Book Read Free

The Malazan Empire Series: (Night of Knives, Return of the Crimson Guard, Stonewielder, Orb Sceptre Throne, Blood and Bone, Assail) (Novels of the Malazan Empire)

Page 138

by Ian C. Esslemont


  Rillish felt gut-thrust. Hood preserve them. It’s official. Judgement has been levelled from the throne. The Sixth has gone too far. And how far did the conspiracy go back? Had the governor, and the Fists, had this in mind all along? And Greymane! Was this why he was thrust aside? Rillish studied the man: his old commander. What must he be feeling?

  The big man had drawn a shaky breath and closed his eyes. In the weak light of the cabin he appeared to have paled.

  Devaleth spoke into the silence: ‘This expedition … I take it then that it is less an invasion force …’

  Nok nodded, his lips pursed. ‘You are correct, mage.
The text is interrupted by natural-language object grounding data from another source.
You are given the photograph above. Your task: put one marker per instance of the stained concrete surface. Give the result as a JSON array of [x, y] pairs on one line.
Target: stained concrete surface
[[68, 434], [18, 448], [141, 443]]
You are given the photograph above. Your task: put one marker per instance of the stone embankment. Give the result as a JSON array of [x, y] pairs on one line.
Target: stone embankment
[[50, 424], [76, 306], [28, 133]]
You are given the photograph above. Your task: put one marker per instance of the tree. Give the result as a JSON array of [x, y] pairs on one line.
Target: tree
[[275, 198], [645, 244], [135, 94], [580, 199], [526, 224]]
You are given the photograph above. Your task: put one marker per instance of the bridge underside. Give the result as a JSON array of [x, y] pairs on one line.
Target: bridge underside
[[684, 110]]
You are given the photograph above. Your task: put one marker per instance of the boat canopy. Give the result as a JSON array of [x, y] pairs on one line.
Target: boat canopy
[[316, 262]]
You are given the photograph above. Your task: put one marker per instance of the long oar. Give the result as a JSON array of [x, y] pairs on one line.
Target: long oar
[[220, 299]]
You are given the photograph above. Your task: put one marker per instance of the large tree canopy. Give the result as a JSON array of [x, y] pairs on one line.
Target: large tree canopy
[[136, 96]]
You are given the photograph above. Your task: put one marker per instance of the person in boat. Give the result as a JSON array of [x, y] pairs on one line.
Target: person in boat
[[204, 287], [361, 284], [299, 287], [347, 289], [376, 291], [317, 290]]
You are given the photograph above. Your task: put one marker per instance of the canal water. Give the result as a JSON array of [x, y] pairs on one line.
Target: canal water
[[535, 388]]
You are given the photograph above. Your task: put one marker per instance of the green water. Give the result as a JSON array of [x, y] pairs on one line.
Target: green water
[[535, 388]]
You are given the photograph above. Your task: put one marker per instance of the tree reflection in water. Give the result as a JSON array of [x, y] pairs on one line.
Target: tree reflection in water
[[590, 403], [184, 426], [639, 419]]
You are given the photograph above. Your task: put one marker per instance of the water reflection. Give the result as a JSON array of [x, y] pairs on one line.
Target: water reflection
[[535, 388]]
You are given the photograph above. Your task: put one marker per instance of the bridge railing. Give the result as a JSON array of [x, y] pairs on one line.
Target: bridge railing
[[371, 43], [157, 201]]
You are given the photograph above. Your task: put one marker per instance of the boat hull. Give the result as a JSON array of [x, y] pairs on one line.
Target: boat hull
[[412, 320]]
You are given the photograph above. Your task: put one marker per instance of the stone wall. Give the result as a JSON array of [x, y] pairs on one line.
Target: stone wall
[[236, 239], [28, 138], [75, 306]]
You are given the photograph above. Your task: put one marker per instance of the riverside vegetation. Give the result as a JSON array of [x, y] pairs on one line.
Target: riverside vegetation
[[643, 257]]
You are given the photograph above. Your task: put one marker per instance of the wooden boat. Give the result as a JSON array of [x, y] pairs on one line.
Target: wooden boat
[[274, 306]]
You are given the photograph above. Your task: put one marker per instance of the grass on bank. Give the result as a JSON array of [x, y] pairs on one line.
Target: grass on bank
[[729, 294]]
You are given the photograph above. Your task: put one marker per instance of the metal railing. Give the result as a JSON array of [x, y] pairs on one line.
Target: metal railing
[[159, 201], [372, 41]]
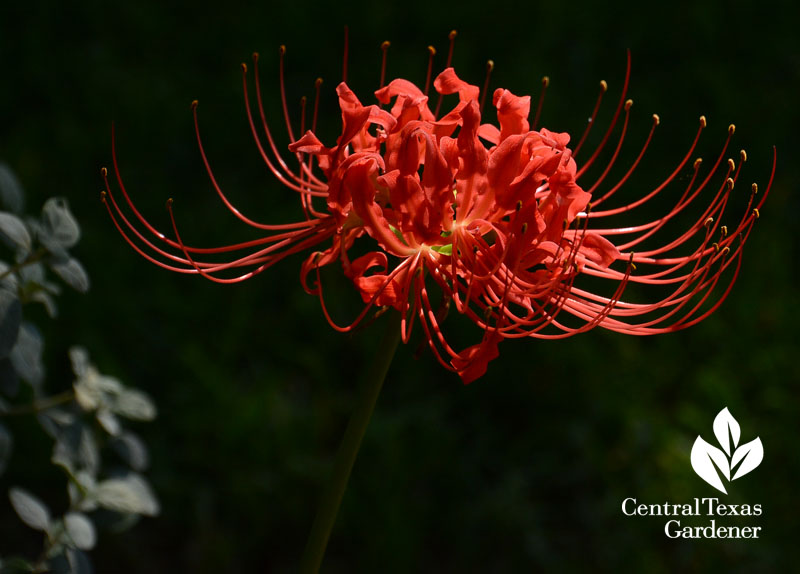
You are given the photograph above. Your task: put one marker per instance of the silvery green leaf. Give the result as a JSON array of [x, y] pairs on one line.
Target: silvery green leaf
[[14, 232], [726, 426], [128, 494], [80, 530], [76, 449], [10, 321], [59, 228], [751, 454], [73, 274], [26, 356], [109, 421], [132, 450], [88, 396], [134, 404], [6, 444], [80, 491], [11, 194], [30, 509]]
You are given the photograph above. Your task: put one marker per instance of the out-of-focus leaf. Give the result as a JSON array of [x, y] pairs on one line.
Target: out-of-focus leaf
[[109, 421], [12, 196], [132, 450], [79, 358], [80, 530], [30, 509], [47, 300], [76, 449], [26, 356], [128, 494], [80, 490], [6, 444], [10, 321], [59, 228], [14, 232], [73, 274]]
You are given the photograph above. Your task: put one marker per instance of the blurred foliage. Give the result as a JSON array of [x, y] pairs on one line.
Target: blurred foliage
[[524, 470], [83, 421]]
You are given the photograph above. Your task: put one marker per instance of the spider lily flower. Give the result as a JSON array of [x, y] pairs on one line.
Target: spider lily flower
[[498, 220]]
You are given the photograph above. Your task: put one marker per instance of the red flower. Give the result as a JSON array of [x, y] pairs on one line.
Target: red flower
[[498, 220]]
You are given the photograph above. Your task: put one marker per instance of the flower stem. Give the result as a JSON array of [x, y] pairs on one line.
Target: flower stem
[[348, 449]]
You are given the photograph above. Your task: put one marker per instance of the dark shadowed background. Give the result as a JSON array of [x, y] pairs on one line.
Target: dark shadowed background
[[523, 470]]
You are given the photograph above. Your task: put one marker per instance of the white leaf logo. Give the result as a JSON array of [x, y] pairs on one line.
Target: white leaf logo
[[709, 461]]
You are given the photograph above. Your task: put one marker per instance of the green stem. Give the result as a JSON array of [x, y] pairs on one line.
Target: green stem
[[348, 449]]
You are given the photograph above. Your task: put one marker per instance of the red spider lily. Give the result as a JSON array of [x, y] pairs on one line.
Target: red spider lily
[[498, 220]]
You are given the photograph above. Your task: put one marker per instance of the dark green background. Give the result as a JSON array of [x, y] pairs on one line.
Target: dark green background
[[524, 470]]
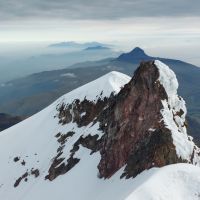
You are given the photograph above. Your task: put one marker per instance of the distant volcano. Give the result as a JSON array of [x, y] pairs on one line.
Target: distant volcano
[[136, 55]]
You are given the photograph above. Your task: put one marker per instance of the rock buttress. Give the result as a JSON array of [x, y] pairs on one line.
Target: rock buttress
[[135, 135]]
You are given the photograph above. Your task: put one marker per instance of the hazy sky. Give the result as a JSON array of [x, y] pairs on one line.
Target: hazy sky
[[170, 28]]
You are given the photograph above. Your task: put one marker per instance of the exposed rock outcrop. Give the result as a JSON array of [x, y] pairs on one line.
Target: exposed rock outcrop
[[143, 126]]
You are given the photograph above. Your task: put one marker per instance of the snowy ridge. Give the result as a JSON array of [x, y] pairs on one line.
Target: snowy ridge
[[174, 112], [33, 142], [99, 88]]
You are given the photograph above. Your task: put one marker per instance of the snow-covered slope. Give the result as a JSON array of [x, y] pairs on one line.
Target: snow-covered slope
[[33, 141], [55, 153]]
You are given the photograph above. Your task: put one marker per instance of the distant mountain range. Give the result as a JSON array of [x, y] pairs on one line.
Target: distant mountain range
[[72, 44], [115, 138], [30, 94], [94, 48]]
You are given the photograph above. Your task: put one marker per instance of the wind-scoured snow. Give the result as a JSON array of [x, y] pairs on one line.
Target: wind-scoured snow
[[33, 141], [174, 112], [100, 88], [172, 182]]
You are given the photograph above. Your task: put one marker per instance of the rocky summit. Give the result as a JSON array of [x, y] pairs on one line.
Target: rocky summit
[[103, 136]]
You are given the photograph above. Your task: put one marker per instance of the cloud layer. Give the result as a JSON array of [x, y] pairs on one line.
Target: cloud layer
[[97, 10]]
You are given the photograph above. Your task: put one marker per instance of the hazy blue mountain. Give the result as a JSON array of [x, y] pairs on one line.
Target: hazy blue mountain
[[94, 48], [30, 94], [135, 56], [72, 44]]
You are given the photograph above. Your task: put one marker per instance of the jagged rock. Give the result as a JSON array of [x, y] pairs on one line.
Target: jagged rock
[[136, 134]]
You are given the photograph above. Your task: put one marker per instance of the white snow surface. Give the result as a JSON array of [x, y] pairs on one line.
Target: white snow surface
[[171, 106], [33, 140]]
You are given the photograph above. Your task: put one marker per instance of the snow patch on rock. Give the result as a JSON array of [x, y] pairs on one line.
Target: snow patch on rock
[[174, 112]]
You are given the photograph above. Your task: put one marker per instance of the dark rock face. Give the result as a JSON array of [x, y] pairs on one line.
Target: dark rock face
[[134, 134], [7, 121], [129, 139]]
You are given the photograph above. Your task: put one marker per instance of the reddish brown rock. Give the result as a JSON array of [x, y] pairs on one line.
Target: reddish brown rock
[[130, 118]]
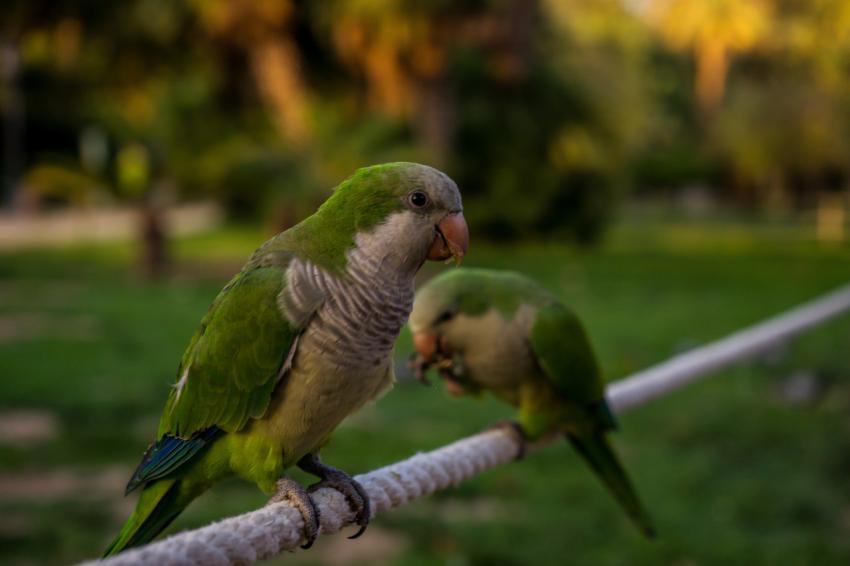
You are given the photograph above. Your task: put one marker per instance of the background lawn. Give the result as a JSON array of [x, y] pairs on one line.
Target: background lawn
[[748, 467]]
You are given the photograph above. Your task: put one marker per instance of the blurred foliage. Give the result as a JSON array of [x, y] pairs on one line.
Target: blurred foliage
[[545, 112], [736, 469]]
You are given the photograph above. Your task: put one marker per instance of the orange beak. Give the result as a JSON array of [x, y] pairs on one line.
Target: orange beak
[[425, 344], [451, 239]]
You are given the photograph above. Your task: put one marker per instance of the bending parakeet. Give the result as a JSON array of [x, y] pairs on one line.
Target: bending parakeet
[[501, 332], [295, 342]]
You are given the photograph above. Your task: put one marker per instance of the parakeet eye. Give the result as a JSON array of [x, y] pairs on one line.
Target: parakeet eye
[[445, 316], [418, 199]]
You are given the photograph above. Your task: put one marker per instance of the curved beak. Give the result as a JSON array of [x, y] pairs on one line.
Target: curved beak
[[451, 239], [425, 344]]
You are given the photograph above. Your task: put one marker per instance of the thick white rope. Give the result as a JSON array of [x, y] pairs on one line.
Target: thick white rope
[[266, 532]]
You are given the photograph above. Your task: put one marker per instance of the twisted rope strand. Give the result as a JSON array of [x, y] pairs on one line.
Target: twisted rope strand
[[268, 531]]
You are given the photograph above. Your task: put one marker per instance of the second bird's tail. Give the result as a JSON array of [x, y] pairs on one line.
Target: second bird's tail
[[597, 452], [159, 504]]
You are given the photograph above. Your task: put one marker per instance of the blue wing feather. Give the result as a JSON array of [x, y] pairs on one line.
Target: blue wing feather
[[168, 454]]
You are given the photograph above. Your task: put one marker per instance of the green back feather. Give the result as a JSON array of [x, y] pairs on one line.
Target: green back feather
[[234, 359], [473, 292]]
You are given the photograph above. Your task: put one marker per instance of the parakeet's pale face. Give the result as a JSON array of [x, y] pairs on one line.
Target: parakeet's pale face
[[428, 221], [402, 213]]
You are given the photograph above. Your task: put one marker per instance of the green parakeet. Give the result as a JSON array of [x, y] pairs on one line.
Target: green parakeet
[[501, 332], [295, 342]]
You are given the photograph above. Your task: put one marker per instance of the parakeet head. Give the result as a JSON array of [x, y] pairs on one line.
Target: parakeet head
[[400, 214], [446, 305]]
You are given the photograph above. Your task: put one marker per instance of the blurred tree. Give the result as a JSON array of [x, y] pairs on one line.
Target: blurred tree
[[714, 30]]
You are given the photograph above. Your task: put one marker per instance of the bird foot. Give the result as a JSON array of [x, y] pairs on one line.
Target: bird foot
[[290, 490], [336, 479], [515, 431]]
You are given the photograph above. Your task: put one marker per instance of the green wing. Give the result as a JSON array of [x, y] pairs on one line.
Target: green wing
[[565, 355], [235, 359]]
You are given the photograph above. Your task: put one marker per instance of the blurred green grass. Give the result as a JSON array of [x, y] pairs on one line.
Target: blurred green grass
[[732, 469]]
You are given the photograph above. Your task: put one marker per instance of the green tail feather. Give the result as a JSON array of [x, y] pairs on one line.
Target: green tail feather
[[159, 503], [594, 448]]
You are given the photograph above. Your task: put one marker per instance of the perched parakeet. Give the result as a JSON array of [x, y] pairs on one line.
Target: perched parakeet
[[501, 332], [295, 342]]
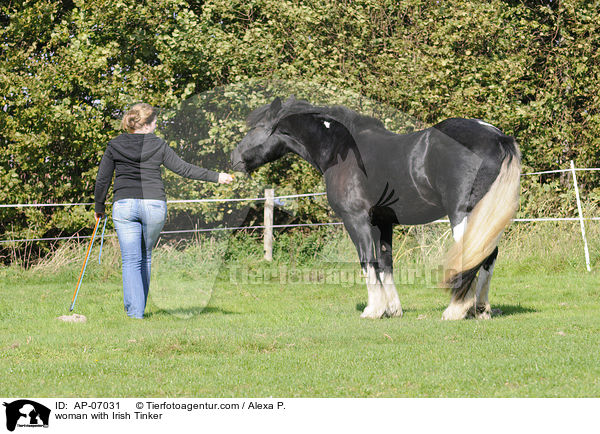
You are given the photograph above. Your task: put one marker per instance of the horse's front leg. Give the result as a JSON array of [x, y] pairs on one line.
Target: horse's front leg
[[386, 266], [365, 238]]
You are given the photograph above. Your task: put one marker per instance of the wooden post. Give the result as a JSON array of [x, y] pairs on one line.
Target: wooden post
[[582, 225], [268, 235]]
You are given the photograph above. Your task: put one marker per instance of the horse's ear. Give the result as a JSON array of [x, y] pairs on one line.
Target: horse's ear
[[275, 106]]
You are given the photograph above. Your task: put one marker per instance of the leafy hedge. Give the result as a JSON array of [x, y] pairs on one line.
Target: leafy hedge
[[68, 70]]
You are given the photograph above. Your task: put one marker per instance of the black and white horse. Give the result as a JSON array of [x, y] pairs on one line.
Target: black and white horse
[[463, 168]]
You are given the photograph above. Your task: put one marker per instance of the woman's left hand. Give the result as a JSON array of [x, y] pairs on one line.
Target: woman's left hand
[[225, 178]]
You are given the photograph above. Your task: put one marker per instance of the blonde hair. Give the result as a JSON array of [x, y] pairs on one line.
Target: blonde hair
[[139, 115]]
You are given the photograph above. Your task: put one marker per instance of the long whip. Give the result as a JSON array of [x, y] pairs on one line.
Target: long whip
[[87, 256]]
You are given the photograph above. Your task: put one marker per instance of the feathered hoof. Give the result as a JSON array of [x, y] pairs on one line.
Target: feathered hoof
[[372, 313], [394, 311], [483, 312], [455, 312]]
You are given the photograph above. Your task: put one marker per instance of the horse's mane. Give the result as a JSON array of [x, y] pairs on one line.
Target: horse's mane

We are invading, yes. But we are doing so to bring the Sixth to heel.’

  And so, Rillish compiled to himself, we fight not only an entire subcontinent, Marese, Korelri, Theftian and Dourkan, but Malazans as well. Traitorous Malazans. Gods below – are we enough for even one of these enemies?

  Horses were few in the Korel subcontinent and so the Army of Reform walked. What dray animals had been gathered – oxen, mules, and a few cast-off half-dead horses – went to hauling the large high-sided wagons that were under construction day and night. ‘For supplies,’ Ivanr had been told when he’d asked about the non-stop building. He was dubious: who needed such sturdy wagons to haul materiel? But it was none of his business and so he returned to searching for word of the boy among the mass of camp-followers, craftspeople, cooks, butchers, metalsmiths and petty merchants.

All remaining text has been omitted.